It’s important to consider packaging design early on during the medical device product design process, according to Jenn Goff, director of product marketing of Oliver Healthcare Packaging. During the recent webinar, "Medical Device Packaging as Told Through Design Control," Goff shared tips on design control requirements for packaging as well as advice for packaging engineers on getting involved in the design process. The webinar was part of the series, “How the Medtech Industry Can Respond to Crisis,” developed by Packaging Digest's sister publication MD+DI.
During the event Goff answered a number of attendee questions, and we asked her to expand upon those answers and address any additional questions we couldn’t include in the hour-long webinar. We encourage you to log on to the now-on-demand event for her presentation.
I have found that the design control process has been managed through the QA/QC staff. What is your experience with making sure that packaging is included in the whole process of documentation responsibilities?
Goff: The first step is identifying who owns the design control process. In my experience, this is typically someone from Quality or R&D. Once you have identified the process owner, I recommend you ask to get involved. If you receive pushback, help the process owner understand the value packaging brings to the overall process. Ask them to watch a recording of Oliver’s webinar with you and answer questions at the end. Or create your own Packaging 101 presentation and present to them or their team during a lunch and learn. The greatest tool you have is your packaging knowledge and how it impacts the overall process. Share lessons learned and help the process owner understand the value the information will bring. For example, easy-to-find information during an audit, documented evidence to support faster/smoother submission approvals, and minimize unnecessary project delays from device changes that impact packaging.
What functional area do you usually find that "owns" the design control process?
Goff: From my experience I’ve seen the design control process owned by R&D or Quality.
During the initial stage, do you involve Marketing, Sales, Regulatory, QA, Purchasing, and Manufacturing?
Goff: If by initial stage, you mean project kick-off/planning, then absolutely. All of those functions will have information necessary to design and develop the best sterile barrier system for your device and end user. In some cases, not all information you need will be available in the early stages of the project, such as make/buy decisions, manufacturing location, etc. Your partnership with marketing to understand the user needs for packaging will be key. If marketing hasn’t already begun this work, you can plant the seed and ask them to gather needed information as they continue to develop user needs.
Usually, what is the average duration of a typical project?
Goff: The average duration significantly varies from project to project. It can be anywhere from a few months for a next-generation device that falls within existing packaging and existing worst-case family justification, or it can be years for an innovative new device needing clinical trials. In my experience, the average new product development project lasts 18 months to two years.
Have you experienced a stand-alone sterile packaging DHF [design history file] for universal packaging being utilized across multiple product lines? So, this DHF number is referenced in other device DHFs when they move to implementing sterile packaging in its development phase.
Goff: No, I have not experienced this personally. This strategy sounds like a great idea for standard run-of-the-mill packaging requirements for a large family of devices or for devices that have the same user needs. However, this could also prevent you from identifying unique user needs for your specific packaging/product combination. For example, notches, hang holes, and specific procedural requirements could allow packaging to create a competitive advantage.

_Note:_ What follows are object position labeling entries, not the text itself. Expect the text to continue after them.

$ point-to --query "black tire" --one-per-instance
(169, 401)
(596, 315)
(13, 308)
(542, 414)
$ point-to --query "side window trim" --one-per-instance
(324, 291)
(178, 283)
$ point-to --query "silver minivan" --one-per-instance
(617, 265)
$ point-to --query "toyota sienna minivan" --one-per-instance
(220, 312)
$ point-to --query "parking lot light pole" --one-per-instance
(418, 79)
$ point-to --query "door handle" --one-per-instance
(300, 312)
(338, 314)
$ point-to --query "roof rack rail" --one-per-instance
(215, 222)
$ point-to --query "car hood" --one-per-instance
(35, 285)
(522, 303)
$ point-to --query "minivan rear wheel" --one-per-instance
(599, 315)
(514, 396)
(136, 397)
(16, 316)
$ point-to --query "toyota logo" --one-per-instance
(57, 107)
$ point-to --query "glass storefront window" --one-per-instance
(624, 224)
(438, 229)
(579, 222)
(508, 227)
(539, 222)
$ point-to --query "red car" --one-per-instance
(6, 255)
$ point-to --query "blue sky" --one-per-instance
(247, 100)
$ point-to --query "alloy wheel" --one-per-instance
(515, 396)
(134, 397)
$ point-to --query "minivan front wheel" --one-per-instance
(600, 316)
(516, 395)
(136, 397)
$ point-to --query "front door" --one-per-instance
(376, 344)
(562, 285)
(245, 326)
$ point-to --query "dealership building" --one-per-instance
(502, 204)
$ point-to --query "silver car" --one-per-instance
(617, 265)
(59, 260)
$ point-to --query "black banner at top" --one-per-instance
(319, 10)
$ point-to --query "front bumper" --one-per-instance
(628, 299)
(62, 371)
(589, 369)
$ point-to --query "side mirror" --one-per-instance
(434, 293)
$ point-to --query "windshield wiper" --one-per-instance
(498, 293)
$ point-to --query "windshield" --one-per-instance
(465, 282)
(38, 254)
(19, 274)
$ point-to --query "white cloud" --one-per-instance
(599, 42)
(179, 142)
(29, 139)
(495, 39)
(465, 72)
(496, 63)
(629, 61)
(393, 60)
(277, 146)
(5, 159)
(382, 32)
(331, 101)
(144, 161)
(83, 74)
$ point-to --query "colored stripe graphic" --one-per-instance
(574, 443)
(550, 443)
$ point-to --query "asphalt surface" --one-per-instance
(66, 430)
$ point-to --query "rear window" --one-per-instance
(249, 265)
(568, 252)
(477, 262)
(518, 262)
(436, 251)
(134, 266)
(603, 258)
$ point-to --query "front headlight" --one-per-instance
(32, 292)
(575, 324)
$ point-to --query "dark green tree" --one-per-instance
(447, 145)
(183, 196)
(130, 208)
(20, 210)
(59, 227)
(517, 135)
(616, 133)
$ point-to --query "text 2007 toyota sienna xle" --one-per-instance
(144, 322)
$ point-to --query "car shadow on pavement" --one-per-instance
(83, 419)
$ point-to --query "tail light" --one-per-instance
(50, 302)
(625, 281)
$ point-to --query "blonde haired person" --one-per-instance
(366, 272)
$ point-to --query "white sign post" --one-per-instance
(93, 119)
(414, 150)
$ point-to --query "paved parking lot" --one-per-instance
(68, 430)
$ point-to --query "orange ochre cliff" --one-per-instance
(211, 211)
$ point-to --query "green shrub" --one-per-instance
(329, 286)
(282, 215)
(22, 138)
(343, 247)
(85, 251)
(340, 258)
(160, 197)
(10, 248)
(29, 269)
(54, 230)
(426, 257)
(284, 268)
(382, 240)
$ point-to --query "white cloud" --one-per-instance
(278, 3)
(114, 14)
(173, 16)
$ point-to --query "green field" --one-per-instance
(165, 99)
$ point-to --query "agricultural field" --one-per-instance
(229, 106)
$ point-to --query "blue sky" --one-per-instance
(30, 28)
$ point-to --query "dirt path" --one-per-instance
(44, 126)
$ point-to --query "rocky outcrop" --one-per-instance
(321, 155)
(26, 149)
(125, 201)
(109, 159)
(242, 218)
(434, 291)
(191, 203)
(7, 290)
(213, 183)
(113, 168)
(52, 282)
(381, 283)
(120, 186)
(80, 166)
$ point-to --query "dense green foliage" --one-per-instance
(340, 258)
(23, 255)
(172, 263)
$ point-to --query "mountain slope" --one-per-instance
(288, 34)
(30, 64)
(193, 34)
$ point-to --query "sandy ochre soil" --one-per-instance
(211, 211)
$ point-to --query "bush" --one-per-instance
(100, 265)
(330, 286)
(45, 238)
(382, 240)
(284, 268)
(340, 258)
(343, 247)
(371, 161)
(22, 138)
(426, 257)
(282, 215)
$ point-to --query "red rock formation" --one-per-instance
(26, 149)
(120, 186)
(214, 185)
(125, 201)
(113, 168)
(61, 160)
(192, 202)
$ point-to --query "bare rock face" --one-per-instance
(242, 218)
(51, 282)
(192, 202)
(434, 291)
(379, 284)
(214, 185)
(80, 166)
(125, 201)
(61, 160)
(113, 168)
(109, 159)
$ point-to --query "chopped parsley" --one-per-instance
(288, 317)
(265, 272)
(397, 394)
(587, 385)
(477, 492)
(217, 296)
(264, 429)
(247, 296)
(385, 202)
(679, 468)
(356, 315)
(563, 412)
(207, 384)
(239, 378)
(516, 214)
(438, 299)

Having operator feedback is huge to packaging design and the equipment to be used (e.g., sealers). What would be a good practice for the packaging design engineers in how they should get involved if an already validated design is showing complaints?
Goff: The core team is typically composed of design engineer(s), marketing, quality, regulatory, and operations. Ensuring that the entire core team, or at a minimum the influencers, are aware of the complaints is key. Gathering quotes or information from operators and sharing their feedback with the core team can also be helpful. This allows the team to identify any potential risks when moving forward in the process.
For design verification testing...are there situations where you would just do transit conditioning (i.e., DC 13) and not include the environmental conditioning prior to transit conditioning?
Goff: No, not in my experience.
How would you define worst-case packaging samples (per ISO 11607-1) for performance DV testing?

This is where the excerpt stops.